Touring for the Independent Musician

TourView

By Tara Tinsley

Tired of dreaming of the open road, the world at your feet, and playing venues every night of the week in different cities over the world? Well then you’re ready for my guide to ‘Touring for the Independent Musician’. It’s a lot of work to put on a well-planned, successful tour, even if it’s a short one. But it’s worth the effort because you don’t have to wait around for someone else to do it for you! Plus, you can sit back when it’s all over and say to your band, “Wow, we just did that…ourselves!”

Over the next few issues of the Modesto View, I’ll be going overkey steps in this process. Step 1 is Research and Planning.

Almost every major project needs brainstorming and research. That’s where the bulk of the work is done but it’s not the most fun for artists and musicians. We like to create and play out, not sit at our computer feeling like we’re back in school again. But alas, it’s necessary. When opportunity isn’t going to be handed to you, you have to hand it to yourself. So get your entire band, friends, family in on the process and start brainstorming and researching where you want to go, which venues and cities would be a good fit for your music and how long you’d want to be gone for. You also have to think about how you’ll get to each city. Are you going to rent a vehicle or take your drummers van and will it make the trip? Figure out pricing for gas, hotels or places you can crash for free, and budgets for food, emergency money, and anything else you can think of.

Once you figured out all the info I listed, you should have an idea of where you will go, how long your tour will last i.e. 2 weeks, your budget including all expenses for that time i.e. $2,000 and a list of venues to contact (at least 5) in each city you plan to stop along with travel time in between each city. Step 1 takes the most time but once you get this work out the way, the real fun starts. I’ll take you through step 2 in May’s Issue.
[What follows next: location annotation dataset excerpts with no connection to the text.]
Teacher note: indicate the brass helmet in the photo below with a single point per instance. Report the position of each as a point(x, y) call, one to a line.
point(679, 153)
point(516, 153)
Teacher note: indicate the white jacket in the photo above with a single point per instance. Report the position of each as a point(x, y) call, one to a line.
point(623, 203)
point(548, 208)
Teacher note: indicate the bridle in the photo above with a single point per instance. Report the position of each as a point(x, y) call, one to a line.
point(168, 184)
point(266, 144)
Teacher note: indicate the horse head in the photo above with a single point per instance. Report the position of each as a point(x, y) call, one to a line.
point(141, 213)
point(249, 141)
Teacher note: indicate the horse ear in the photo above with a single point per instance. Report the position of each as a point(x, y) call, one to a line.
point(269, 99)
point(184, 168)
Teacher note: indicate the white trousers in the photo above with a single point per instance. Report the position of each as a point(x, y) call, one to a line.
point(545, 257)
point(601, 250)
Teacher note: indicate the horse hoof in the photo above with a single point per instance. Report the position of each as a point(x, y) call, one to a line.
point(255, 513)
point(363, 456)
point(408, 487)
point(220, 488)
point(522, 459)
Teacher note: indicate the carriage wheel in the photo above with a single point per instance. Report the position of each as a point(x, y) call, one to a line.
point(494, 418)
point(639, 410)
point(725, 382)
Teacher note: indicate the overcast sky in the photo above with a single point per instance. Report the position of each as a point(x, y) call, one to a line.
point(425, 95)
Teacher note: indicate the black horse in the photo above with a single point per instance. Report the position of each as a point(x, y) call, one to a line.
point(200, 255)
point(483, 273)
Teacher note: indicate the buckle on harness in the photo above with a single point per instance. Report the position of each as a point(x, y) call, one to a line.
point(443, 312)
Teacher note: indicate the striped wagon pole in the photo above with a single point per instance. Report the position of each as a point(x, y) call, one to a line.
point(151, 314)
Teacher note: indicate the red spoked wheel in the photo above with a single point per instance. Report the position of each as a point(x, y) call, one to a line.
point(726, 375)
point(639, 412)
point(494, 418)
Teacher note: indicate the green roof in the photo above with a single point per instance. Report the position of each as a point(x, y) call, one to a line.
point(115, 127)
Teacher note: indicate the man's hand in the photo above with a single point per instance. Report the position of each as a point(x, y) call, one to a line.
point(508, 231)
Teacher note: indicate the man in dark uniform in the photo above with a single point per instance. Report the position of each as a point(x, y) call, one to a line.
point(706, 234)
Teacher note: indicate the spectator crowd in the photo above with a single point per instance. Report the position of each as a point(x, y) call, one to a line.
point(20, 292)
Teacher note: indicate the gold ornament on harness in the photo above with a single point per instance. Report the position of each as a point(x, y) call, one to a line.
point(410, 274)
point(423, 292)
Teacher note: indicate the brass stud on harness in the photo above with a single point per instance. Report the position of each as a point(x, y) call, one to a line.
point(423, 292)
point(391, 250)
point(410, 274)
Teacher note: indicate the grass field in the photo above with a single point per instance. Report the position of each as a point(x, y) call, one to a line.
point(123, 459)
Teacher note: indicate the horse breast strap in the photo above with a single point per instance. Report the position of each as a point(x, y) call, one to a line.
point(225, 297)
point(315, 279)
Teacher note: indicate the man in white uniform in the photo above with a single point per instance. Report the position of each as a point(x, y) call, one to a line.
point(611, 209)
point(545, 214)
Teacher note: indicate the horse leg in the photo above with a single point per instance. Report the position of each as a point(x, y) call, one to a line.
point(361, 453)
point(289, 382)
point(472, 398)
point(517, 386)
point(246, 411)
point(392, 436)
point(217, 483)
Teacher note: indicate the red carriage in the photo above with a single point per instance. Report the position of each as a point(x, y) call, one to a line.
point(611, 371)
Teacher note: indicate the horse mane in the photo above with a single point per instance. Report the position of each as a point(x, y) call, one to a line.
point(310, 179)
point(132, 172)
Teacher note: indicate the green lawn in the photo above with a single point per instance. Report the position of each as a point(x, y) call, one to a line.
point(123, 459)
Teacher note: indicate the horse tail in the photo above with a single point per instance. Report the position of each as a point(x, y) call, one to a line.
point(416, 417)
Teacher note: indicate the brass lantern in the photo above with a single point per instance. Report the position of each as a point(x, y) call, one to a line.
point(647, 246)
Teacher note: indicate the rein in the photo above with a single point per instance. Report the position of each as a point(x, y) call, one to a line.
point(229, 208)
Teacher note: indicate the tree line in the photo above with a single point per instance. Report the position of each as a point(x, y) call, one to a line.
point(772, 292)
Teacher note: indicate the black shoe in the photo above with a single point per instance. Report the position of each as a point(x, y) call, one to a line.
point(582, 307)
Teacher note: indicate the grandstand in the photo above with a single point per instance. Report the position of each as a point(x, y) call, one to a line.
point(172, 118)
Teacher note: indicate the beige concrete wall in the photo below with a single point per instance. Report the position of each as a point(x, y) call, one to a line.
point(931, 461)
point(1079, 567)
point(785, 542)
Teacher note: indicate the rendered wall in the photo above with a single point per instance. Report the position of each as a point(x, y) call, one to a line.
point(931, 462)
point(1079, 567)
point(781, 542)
Remember to start small especially with your first tour…we like to think big, we all want to be rock stars but make sure your ideas are realistic to the level you are currently on. You can always plan another bigger tour later once you see how this one goes. It’s all a matter of trial and error and if you’re going to make an error, it’s better to make a small one than a big one. And hopefully, with the right amount of planning, you won’t make one at all.